First when transferring the beer to the secondary inside the 2nd fermenter I noticed a kind of oil sheen on top of the beer as it was being transferred. I am using stainless steel fermenters. The second thing I noticed was when I went to wipe the top of the lid off to write the date and time the paper towel came away with a black smear. The lid had been scrubbed, rinsed and sprayed with starsan. Where did the black stuff come from? I couldn't see it on the lid, the lid looked wet?

Here's what I've been doing when cleaning. When I first got the fermenters I followed the directions, I scrubbed them all with TSP and passified them. Since then I've been using dawn dish soap to scrub them with a non scratch scrubber (the blue ones). I'll then rinse it off cold water, I'm using a garden hose. Next I'll usually put some saniclean in the fermenter with the ball valve in place to A. check for a leak of the valve and B. sanitize the airlock, lid seal, transfer hose, etc. I'll spray down the sides that aren't directly contacted by the saniclean with starsan.

When I am ready to transfer into the fermenter I'll pour out the saniclean, rinse with cold water, spray down the inside again with starsan, tip it to drain out anything that accumulated at the bottom and then transfer.

I'm afraid that when using the garden hose water (cold water) I am not fully removing the dawn soap. I'm not exactly sure what to do but I want to try an experiment about soap and starsan on stainless. The black "stuff" that I wiped off of the lid made no sense to me. I'm a little worried that that fermenter has now been contaminated.

So... any input or thoughts? Warm water is by far my preference but unfortunatley I don't have access to warm water in my garage. Maybe Dissolve PBW in a bucket with warm water, use that in the garage to clean the equipment, rinse with cold water? Use starsan and continue as normal?

Thanks for any input, I'm kinda worried that I killed that batch :(, I'll be ok with it if I can figure out what happened and learn from it.

Thanks for any help guys.
 
I've never used dish soap on my brewing equipment because there are numerous articles stating that it is bad for head retention. I like your PBW idea - or Oxi Clean, or generic. But they still need to be rinsed well. It might be worth bringing in a bucket of hot water for rinsing.
 
Do you mill you own grains?
Perhaps the black stuff is actually grain dust/powder from the dark malts in the stout? That stuff floats everywhere.
 
I assume you have the Ss brewbuckets. The black oil is coated on all their metal, doesn't show without the "white glove test" and the TSP wash doesn't really seem to get rid of it. If you want to be really grossed out, swab a q-tip in the mini-valve. I basically had to re wash w pbw. I then used a white paper towel to dry and make sure they wiped away as clean as they went in. I had to completely disassemble the mini-valve to get that thing oil free.

Dish soap will leave residue, kill head retention and scented stuff will alter flavors. There's are home recipes for PBW one can search out if it's not locally available.
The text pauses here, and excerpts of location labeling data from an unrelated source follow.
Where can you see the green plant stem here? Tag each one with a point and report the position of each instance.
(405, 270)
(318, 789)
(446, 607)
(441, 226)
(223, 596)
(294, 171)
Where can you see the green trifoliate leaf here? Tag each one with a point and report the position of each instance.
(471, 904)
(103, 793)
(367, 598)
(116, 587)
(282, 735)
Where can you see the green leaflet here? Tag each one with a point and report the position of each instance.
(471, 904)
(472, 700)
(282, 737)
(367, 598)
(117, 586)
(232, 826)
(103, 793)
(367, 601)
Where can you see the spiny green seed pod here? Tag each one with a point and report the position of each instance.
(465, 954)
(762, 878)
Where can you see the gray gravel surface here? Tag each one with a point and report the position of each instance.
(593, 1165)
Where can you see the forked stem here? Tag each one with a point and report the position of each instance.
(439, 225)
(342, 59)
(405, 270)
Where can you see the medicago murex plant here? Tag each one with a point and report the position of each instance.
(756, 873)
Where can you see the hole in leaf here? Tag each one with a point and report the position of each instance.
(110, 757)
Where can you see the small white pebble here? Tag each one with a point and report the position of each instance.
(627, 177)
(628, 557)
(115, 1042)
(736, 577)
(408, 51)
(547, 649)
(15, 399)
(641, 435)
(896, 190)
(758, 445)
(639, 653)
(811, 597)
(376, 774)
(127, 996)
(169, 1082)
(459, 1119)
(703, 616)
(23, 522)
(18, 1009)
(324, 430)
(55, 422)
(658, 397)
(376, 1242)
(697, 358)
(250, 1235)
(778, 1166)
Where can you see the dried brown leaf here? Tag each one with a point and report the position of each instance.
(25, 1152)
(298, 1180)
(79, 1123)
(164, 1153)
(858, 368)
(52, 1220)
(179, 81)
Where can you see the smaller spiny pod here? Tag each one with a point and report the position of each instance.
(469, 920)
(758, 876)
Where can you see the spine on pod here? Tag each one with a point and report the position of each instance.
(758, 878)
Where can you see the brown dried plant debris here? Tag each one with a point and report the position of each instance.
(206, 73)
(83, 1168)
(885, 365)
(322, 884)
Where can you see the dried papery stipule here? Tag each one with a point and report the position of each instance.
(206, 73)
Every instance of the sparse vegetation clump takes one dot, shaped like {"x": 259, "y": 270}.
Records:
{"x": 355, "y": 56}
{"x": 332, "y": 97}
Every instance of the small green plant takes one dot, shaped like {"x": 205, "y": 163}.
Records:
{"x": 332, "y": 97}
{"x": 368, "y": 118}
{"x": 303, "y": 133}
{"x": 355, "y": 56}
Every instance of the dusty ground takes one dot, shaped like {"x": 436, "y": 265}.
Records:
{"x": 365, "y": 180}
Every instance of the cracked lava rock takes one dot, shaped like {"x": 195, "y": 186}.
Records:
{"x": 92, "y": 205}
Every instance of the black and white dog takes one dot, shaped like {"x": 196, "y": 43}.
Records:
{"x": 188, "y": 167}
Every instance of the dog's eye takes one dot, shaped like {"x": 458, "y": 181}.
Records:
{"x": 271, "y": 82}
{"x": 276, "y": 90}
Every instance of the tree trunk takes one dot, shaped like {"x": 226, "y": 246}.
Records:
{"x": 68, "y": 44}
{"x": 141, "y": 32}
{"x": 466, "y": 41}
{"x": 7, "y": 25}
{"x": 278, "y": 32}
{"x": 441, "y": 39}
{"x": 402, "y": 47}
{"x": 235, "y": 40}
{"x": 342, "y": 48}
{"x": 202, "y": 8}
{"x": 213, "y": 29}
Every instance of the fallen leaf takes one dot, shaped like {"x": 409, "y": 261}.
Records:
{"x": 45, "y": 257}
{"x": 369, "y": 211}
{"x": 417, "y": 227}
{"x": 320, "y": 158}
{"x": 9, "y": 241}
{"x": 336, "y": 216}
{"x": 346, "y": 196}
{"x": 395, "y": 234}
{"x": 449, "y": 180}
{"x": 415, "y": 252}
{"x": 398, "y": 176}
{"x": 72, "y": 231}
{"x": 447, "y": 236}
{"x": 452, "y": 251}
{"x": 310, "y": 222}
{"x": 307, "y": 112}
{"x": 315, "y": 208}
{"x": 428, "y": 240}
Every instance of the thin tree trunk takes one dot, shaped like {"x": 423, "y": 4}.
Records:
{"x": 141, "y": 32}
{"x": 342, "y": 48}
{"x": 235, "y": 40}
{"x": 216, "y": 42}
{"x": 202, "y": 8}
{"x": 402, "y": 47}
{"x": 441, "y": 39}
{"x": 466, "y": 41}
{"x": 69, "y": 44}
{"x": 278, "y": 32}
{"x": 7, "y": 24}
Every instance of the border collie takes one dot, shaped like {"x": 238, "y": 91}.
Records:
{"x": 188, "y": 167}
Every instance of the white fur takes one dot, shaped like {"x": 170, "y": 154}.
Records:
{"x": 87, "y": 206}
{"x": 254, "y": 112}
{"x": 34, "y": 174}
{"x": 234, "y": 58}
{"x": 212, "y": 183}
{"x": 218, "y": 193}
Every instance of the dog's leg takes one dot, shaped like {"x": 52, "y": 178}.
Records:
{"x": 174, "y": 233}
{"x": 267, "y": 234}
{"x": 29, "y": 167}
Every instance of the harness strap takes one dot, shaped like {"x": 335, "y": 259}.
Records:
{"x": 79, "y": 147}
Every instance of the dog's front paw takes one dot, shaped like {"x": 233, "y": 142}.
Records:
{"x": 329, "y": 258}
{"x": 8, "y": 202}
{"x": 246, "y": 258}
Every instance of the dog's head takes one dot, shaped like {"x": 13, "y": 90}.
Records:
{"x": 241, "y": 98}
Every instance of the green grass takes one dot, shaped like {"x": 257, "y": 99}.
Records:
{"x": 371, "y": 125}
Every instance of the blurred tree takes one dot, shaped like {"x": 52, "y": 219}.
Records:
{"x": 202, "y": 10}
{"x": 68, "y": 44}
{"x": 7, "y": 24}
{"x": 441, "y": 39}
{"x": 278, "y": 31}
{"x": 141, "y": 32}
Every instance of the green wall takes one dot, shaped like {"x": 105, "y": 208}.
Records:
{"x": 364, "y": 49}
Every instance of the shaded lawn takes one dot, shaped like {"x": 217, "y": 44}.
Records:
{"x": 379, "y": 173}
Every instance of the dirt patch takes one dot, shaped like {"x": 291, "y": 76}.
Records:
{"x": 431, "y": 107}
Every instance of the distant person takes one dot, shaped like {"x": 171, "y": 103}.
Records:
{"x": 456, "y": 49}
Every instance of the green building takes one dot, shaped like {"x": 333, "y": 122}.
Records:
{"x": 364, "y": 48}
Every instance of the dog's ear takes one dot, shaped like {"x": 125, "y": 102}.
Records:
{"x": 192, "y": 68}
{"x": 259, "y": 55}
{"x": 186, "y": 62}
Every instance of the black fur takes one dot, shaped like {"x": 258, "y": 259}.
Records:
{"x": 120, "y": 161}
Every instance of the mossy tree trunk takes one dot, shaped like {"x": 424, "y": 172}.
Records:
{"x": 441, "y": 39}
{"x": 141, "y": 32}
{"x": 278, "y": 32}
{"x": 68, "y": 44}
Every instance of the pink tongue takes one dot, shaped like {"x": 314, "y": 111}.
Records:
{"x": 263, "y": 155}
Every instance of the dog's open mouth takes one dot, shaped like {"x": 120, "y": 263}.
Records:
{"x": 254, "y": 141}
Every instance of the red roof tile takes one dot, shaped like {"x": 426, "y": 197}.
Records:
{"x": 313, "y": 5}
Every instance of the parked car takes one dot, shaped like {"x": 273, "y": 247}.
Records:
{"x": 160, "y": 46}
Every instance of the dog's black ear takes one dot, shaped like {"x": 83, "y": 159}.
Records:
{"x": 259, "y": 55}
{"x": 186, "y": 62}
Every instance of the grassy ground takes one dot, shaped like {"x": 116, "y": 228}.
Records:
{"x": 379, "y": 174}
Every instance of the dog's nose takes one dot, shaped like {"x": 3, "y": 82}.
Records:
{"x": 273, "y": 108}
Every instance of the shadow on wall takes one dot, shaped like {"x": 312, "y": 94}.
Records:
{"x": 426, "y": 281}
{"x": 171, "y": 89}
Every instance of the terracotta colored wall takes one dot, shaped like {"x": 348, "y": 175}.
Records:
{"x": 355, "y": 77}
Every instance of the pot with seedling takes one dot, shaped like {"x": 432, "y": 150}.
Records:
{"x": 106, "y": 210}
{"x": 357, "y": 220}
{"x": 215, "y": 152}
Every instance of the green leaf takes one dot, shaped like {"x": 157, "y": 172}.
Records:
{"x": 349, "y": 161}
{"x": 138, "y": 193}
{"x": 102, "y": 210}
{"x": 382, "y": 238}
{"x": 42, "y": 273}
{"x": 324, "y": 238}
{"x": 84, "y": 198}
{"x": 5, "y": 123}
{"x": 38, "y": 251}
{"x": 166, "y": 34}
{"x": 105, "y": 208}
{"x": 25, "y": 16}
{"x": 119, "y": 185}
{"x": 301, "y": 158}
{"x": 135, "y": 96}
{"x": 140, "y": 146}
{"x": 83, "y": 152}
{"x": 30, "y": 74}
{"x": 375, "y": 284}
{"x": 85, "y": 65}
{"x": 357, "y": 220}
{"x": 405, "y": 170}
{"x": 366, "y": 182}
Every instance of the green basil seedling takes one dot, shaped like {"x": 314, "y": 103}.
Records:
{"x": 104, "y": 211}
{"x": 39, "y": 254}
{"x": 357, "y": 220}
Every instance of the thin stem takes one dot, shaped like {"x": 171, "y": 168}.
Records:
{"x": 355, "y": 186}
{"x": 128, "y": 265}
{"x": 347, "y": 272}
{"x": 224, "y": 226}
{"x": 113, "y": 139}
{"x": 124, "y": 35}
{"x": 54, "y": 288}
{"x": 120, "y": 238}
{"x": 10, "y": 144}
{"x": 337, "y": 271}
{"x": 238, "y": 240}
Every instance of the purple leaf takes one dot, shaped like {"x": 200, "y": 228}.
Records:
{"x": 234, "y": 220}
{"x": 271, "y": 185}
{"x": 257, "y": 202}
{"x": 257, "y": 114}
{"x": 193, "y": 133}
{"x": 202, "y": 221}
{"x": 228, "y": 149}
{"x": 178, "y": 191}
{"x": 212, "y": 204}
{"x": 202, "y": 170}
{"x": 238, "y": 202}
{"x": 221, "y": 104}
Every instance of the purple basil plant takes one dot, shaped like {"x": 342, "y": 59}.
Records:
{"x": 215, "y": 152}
And like others have already said, secondary is largely wasted effort unless doing very long term aging--3 months to a yearish. Completely unnecessary for most brews.
 
Thanks for the responses everyone.

Do you mill you own grains?
Perhaps the black stuff is actually grain dust/powder from the dark malts in the stout? That stuff floats everywhere.
I can mill my own but I was using an extract kit. I scrubbed the lid with a blue scotch pad, rinsed with water and sprayed down with Starsan right before transferring. I was surprised after the solid scrubbing with a blue scotch pad and soap that it came away black. And this is after an initial scrub with TSP, a rinse and another wash with dish soap and a rinse when I first got them.
I assume you have the Ss brewbuckets. The black oil is coated on all their metal, doesn't show without the "white glove test" and the TSP wash doesn't really seem to get rid of it. If you want to be really grossed out, swab a q-tip in the mini-valve. I basically had to re wash w pbw. I then used a white paper towel to dry and make sure they wiped away as clean as they went in. I had to completely disassemble the mini-valve to get that thing oil free.
Yeah, SS brewtech 7gal brew buckets. Well this sounds like fun. I'm not sure why the tsp didn't remove the manufacturing oils. I used a high concentration with hot water. I guess I'll rescrub them, rinse them and give them another full scrub with pbw. Then I'll regive them a paper towel wipedown. I had heard that the SS Brewtech stuff was hard to get the oil off of but I never imagined that it would be this difficult.
 
I haven't done any cleaning yet of the SS gear but I did formulate a plan to put hot water in my unheated attached garage.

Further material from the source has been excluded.